According to a GuocoLand representative: “The Upper Thomson Road spot is positioned in a restricted landed housing region, comparable to the Lentor Hills estate which we have actually established as a brand-new premium exclusive residential estate via our developments such as Lentor Modern and Lentor Mansion. We are excited to have the opportunity to boost another new area at Springleaf through our placemaking capacities. The future growth, which is offered by the Springleaf MRT terminal on the Thomson-East Coast Line, are going to have around 940 units.”

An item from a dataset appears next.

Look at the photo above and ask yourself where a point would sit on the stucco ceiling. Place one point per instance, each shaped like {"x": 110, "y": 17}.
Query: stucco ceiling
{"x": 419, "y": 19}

The CDL-Mitsui Fudosan JV was the only one to submit a bid for the Zion Road site the moment the tender shut on April 4. Similarly, the GuocoLand-Hong Leong JV also sent the single proposal for the Upper Thomson Road GLS location when that tender closed on April 4. Eugene Lim, crucial executive officer, ERA Singapore, commented that both GLS spots are fairly ‘untested’. “The state may have taken into consideration the tender costs submitted for these locations to be sensible, regarding the problems that these developers are prepared to take on,” he states.

” At a land price of S$ 1,202 psf ppr, the breakeven cost could possibly extend in between S$ 2,400 psf and S$ 2,600 psf basing on technical, material and style factors, with launch rates starting from S$ 2,700 psf,” states Alice Tan, head of consultancy at Knight Frank Singapore. She adds that the new property development could go for around S$ 3,000 psf and this price would not just be tasty, however appealing for Singaporean buyers and irreversible homeowners, whether for occupation or investment.

Meanwhile, the GuocoLand-Hong Leong JV submitted a quote of $779.6 million for the 344,700 sq ft area near Upper Thomson Road. The cost translates to $905 psf ppr.

The $905 psf ppr bid placed in by GuocoLand-Hong Leong is “reasonable” as it is a much bigger area contrasted to the Zion Roadway plot, states Yip, including: “For this reason the quantum is bigger, and with a bigger quantum the possibilities are correspondingly bigger too”.